Reverse Word Order
Flip the order of words in any text.
How to use
- 1 Type or paste your text into the input box.
- 2 Choose whether to reverse the whole text or each line separately.
- 3 Read the reversed output on the right.
- 4 Copy the result when you are happy with it.
About Reverse Word Order
The Reverse Word Order tool flips the sequence of words in a piece of text while leaving every word spelled exactly as it was.
Give it "the quick brown fox" and it returns "fox brown quick the".

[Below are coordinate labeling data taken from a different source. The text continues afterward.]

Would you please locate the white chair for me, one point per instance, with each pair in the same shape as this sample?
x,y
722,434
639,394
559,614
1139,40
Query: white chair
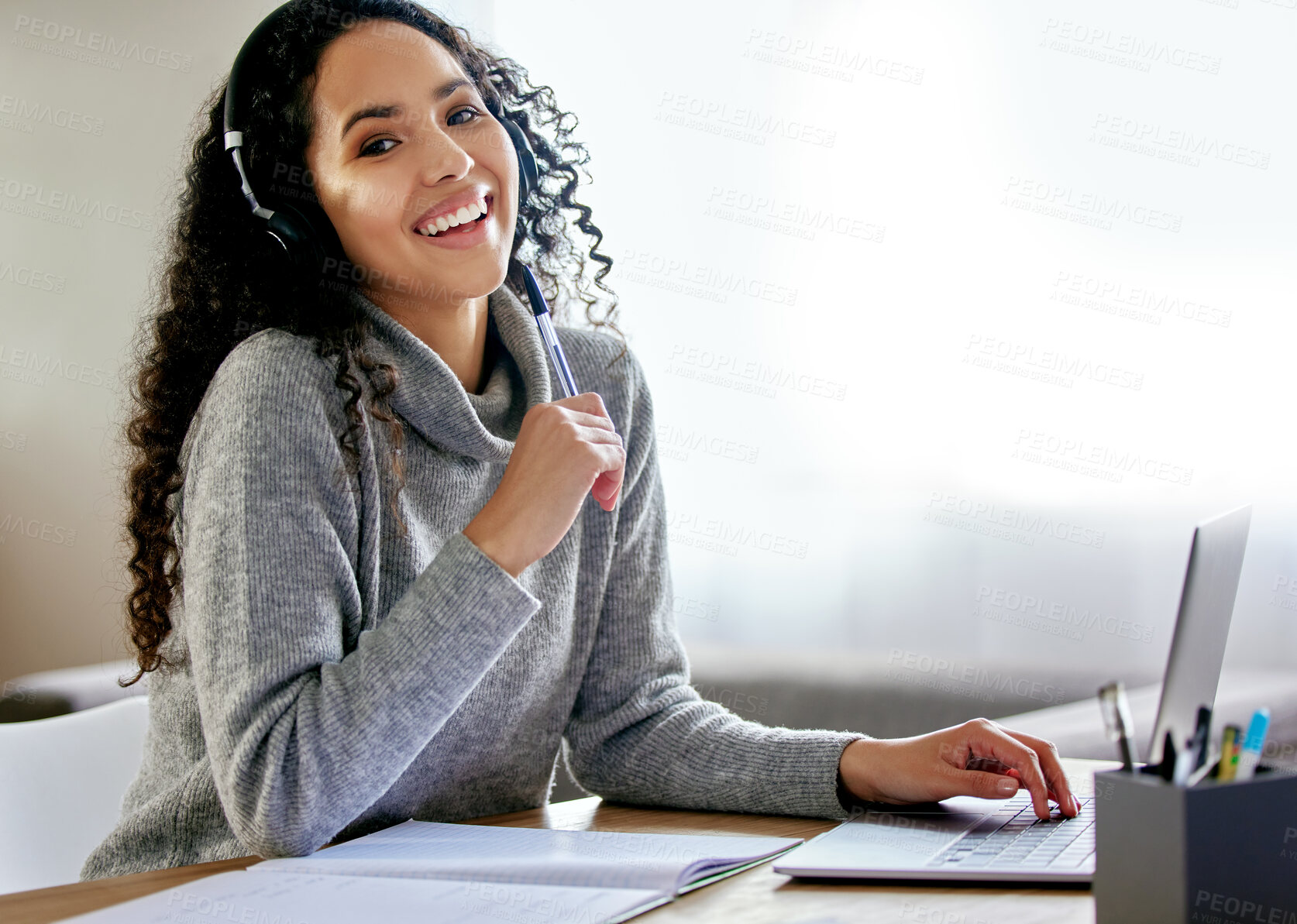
x,y
61,787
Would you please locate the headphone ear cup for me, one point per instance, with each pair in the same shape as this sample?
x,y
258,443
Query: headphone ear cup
x,y
304,238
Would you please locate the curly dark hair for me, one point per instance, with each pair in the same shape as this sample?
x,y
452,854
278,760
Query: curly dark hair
x,y
217,285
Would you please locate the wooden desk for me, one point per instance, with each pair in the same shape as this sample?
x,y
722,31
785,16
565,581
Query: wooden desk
x,y
758,895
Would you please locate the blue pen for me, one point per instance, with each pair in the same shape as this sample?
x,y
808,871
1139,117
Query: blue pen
x,y
541,311
1252,745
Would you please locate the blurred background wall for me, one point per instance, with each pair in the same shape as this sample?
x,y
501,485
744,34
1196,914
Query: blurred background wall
x,y
958,317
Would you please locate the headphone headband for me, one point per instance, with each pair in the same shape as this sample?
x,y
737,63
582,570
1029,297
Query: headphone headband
x,y
305,234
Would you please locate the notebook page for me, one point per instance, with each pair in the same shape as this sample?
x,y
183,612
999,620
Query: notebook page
x,y
294,898
590,858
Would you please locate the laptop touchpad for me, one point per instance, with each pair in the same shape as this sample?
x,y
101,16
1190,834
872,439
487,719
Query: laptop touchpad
x,y
882,839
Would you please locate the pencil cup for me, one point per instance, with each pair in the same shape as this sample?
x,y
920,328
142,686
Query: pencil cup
x,y
1216,853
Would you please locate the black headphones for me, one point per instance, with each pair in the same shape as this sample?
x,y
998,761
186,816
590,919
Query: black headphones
x,y
304,232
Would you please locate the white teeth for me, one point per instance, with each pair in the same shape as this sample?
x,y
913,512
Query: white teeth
x,y
467,213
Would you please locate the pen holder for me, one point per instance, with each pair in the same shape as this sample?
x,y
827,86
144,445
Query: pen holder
x,y
1216,853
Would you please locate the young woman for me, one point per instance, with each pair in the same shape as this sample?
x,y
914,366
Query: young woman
x,y
366,575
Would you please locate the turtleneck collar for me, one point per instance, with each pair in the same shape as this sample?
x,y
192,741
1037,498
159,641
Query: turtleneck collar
x,y
435,402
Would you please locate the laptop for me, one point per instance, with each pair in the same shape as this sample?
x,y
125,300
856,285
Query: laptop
x,y
975,839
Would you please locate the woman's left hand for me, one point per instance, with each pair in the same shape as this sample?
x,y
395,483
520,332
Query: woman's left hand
x,y
935,766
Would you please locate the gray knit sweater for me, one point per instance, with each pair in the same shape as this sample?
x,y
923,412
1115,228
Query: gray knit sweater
x,y
336,677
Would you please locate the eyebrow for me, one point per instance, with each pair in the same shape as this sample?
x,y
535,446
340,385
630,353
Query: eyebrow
x,y
394,108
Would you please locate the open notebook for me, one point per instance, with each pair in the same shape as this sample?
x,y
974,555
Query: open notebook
x,y
469,874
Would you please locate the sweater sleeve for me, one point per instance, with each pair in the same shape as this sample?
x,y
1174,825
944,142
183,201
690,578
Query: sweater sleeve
x,y
638,731
302,735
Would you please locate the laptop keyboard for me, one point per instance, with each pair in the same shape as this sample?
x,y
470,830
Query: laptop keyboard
x,y
1014,839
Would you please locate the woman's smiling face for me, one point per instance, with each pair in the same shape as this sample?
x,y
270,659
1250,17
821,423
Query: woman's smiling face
x,y
394,146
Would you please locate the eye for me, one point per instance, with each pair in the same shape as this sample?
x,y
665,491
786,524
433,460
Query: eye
x,y
377,140
466,109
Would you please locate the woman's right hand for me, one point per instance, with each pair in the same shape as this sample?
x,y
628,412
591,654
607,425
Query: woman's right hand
x,y
566,450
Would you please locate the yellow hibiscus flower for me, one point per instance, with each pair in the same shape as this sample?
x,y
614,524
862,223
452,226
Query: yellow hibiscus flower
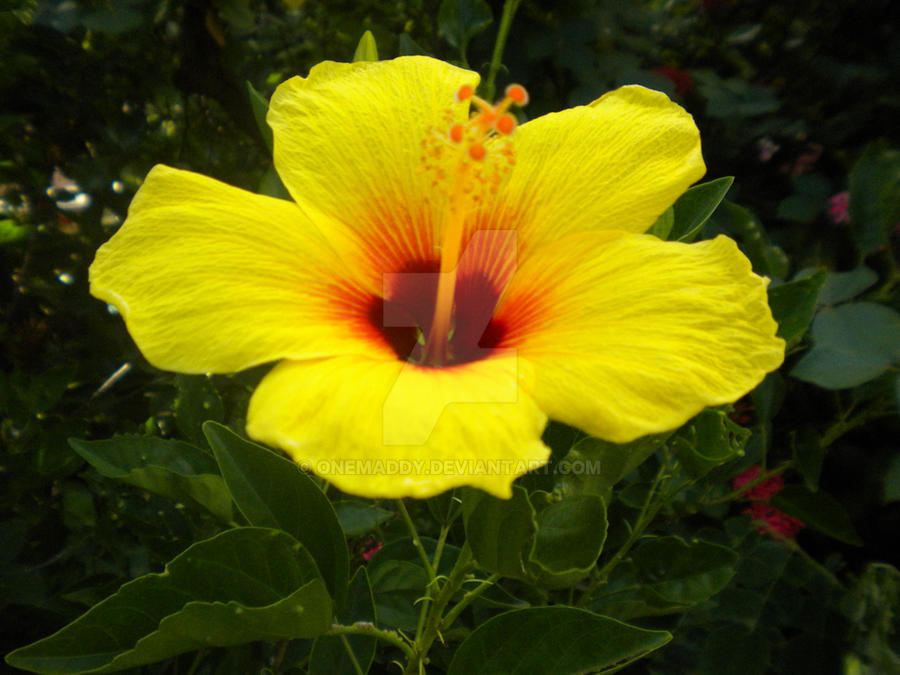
x,y
443,283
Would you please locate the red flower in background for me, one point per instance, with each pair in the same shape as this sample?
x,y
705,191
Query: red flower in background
x,y
760,509
839,207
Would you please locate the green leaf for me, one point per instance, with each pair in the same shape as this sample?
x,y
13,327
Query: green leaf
x,y
553,641
197,402
736,221
366,50
875,196
891,486
271,185
461,20
358,517
445,507
675,571
399,579
397,586
594,466
406,46
570,536
329,656
817,510
695,206
840,286
10,231
274,492
794,305
733,650
811,192
852,344
500,531
663,225
171,469
260,107
707,441
243,585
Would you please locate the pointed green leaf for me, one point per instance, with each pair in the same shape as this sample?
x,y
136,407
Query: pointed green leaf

This is different from reversing the letters of a string: only the order of the whitespace-separated words changes, so the result stays readable and the individual words are untouched.
There are two modes.
By default the whole input is treated as one continuous stream, so line breaks behave like ordinary spaces and the entire passage is reversed end to end.
Switch on "reverse each line separately" and every line is flipped on its own, which preserves your line structure and any blank lines between paragraphs — handy for lists, poetry, subtitles or tabular data where the rows must stay in place.
People reach for word reversal for all sorts of reasons: creating puzzle or cipher text, testing how layouts cope with reordered content, reformatting "Last, First" name lists, building quick language-learning drills, or just satisfying curiosity.
Runs of spaces and tabs are collapsed to a single space so the output is tidy, and the live word counter shows how many tokens it is working with.
Everything happens locally in your browser, so even long or sensitive documents are processed instantly with nothing uploaded, logged or stored.
FAQ
Does it reverse the letters inside each word too?
No. Only the order of words changes; each word keeps its original spelling. To reverse characters you would want a string-reversal tool instead.
What does per-line mode do?
It reverses the words within each line on its own and keeps your line breaks and blank lines, rather than flattening everything into one reversed stream.